The second part to this revolves around advertising in the classical sense. The economist John Kenneth Galbraith famously outlined in his 1958 book The Affluent Society how the function of advertising is to “create desires – to bring into being wants that previously did not exist”. This is as true for advertising a new academic paper as it is advertising a new product. Advertisers place adverts where they know their intended audience will likely see it. The equivalent for research is choosing the journal where the audience you want to find your work will most likely see it.
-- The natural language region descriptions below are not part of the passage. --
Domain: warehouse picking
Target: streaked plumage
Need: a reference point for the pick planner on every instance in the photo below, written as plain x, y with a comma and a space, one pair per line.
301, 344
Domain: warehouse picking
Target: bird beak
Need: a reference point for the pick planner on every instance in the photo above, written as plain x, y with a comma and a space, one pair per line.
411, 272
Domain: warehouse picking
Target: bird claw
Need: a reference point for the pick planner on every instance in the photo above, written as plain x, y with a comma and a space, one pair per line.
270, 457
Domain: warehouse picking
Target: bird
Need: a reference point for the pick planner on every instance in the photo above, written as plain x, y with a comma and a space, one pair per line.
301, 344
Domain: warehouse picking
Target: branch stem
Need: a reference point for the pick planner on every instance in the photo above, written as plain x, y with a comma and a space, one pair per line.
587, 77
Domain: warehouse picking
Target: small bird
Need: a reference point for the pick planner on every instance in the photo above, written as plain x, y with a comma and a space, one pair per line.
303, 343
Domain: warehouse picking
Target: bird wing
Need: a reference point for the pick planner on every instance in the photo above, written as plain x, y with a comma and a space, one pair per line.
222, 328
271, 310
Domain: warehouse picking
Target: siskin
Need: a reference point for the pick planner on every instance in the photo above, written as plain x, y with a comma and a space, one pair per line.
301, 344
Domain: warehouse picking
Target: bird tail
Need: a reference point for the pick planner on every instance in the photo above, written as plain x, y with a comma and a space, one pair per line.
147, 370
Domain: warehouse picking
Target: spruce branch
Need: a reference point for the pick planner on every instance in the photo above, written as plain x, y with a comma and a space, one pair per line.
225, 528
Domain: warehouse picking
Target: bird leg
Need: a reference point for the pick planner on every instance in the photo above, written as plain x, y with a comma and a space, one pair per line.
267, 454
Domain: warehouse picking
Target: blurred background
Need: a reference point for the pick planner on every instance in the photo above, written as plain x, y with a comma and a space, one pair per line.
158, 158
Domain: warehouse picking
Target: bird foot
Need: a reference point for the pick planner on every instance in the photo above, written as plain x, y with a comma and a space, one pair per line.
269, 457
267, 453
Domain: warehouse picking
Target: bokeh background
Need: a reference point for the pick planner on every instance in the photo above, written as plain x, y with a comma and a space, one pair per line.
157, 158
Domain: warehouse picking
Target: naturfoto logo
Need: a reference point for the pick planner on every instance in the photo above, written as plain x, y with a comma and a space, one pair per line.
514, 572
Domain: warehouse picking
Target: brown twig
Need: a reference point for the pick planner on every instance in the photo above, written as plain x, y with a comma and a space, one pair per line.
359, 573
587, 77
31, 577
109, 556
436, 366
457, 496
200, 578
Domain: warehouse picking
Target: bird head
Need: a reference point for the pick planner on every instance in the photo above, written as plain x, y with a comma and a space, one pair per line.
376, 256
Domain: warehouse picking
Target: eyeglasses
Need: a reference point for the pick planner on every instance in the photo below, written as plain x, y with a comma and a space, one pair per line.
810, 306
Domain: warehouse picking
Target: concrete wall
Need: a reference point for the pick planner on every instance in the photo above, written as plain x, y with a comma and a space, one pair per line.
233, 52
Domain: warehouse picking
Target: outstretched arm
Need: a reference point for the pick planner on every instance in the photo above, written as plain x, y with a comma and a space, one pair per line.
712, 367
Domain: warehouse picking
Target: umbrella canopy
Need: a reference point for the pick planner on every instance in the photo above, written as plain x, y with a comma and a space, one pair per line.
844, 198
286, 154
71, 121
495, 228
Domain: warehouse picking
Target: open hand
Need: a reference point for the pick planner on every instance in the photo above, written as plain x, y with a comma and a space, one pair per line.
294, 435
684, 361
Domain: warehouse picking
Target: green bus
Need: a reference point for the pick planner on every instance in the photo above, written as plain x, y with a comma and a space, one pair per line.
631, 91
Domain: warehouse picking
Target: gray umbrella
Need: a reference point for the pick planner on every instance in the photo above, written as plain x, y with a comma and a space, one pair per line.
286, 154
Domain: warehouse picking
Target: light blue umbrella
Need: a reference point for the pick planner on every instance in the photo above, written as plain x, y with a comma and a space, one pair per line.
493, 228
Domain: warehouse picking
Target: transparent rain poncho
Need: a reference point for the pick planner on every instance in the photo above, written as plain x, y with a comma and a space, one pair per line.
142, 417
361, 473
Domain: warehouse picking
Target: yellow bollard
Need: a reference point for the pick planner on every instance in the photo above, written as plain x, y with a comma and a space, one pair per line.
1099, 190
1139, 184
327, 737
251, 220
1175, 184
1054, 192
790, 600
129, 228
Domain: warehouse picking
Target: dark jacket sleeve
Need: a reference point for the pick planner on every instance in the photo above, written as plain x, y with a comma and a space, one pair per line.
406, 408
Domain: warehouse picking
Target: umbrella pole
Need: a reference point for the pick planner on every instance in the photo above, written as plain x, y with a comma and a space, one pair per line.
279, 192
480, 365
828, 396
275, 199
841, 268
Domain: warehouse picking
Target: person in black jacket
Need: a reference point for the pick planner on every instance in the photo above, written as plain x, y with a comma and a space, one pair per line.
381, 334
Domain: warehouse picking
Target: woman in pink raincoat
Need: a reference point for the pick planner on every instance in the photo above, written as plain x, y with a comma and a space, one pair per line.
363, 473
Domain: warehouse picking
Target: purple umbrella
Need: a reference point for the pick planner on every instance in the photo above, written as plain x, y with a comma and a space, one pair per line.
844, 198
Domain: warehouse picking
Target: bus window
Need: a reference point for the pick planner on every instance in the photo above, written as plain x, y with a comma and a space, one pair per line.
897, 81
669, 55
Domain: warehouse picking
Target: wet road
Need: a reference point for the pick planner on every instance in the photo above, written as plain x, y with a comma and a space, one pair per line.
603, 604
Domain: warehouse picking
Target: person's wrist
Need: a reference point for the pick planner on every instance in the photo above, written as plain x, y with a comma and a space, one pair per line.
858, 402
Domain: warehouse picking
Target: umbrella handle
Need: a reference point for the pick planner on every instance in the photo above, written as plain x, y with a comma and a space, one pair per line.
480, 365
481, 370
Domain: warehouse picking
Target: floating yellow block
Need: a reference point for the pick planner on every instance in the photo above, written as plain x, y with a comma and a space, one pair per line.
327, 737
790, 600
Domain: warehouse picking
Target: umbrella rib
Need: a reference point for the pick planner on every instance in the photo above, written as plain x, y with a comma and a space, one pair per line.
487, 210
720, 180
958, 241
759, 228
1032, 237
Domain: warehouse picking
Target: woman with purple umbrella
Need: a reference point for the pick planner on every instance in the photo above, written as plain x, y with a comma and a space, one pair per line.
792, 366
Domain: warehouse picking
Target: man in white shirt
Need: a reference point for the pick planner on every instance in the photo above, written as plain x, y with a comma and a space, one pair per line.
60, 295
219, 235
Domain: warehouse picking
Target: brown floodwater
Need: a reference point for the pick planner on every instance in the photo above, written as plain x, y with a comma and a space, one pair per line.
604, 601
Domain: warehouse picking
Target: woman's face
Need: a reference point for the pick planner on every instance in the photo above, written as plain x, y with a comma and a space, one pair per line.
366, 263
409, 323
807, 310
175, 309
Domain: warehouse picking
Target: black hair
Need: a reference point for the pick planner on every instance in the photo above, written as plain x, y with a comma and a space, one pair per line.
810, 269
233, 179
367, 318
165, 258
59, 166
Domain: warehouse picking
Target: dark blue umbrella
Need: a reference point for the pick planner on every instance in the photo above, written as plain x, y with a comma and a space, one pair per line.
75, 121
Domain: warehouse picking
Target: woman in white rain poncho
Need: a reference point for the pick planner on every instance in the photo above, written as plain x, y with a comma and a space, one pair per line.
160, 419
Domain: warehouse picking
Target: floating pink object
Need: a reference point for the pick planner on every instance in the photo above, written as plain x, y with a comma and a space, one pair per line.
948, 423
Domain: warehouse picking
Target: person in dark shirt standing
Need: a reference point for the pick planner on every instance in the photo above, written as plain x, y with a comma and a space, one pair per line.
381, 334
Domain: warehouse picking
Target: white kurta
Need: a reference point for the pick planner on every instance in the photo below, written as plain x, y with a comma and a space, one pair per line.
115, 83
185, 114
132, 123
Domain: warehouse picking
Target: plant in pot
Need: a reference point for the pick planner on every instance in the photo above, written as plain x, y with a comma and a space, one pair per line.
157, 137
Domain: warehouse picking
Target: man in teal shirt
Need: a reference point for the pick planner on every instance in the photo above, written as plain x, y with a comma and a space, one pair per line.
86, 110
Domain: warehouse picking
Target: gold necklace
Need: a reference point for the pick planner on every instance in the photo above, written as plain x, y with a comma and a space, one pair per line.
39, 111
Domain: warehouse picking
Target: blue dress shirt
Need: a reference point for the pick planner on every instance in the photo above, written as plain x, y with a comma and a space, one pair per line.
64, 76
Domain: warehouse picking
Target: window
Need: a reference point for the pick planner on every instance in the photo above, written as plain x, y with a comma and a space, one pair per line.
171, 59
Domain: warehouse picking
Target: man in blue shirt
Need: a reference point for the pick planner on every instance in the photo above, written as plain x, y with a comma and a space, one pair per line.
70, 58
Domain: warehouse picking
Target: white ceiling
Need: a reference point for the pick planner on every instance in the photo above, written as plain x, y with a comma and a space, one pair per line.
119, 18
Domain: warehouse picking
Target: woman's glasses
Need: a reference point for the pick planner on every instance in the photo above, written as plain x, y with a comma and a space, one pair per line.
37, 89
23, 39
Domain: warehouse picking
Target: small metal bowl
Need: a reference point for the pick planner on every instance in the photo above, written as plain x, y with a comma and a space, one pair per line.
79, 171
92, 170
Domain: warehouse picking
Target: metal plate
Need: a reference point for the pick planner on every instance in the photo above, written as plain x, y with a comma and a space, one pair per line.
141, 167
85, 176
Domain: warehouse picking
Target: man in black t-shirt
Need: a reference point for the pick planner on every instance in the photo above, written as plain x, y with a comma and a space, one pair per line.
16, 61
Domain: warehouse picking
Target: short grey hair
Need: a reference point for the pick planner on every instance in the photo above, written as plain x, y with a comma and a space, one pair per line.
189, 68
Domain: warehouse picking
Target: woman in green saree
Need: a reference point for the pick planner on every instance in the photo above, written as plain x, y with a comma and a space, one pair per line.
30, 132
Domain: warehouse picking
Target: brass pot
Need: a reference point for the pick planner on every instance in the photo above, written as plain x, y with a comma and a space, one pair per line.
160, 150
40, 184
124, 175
Finally, the third part. Seeing the advert or article is one thing but there is no guarantee that once they have seen it, they will “want” to buy it or in our case read and engage with it. It most cases seeing it will involve a split-second look at the title and an instant decision whether to take a second look or move on. Therefore, the title, and then the abstract, is so important to get right. Titles and abstracts are what advertise your research ideas. Their function is creating the desire among readers, to make readers want to read something that before they saw it they previously did not know existed. You can read more on what makes good and bad titles and abstracts here, but my advice is to think of the title like a newspaper headline. The title needs to be eye-catching. It needs to make your research ‘visible’ in the first place and make people stick around long enough to read the abstract. The abstract must then convince the reader that this is a ‘quality’ piece of research such that investing the time to read it will pay-off. What this means is returning to those two key questions that we started with: “What do we know?” and “What should we know that we don’t know?” A good abstract will tell the reader this and one more thing: how your research which is being presented in the article advances regional thinking and regional debate.
Go on, give it a go!
John Harrison is Reader in Human Geography at Loughborough University, UK. He is editor of the Urban and Regional Horizons section of Regional Studies. This article is based on a presentation delivered at the 2017 RSA Student and Early Career Conference in Newcastle. You can follow him on twitter @DrJWHarrison.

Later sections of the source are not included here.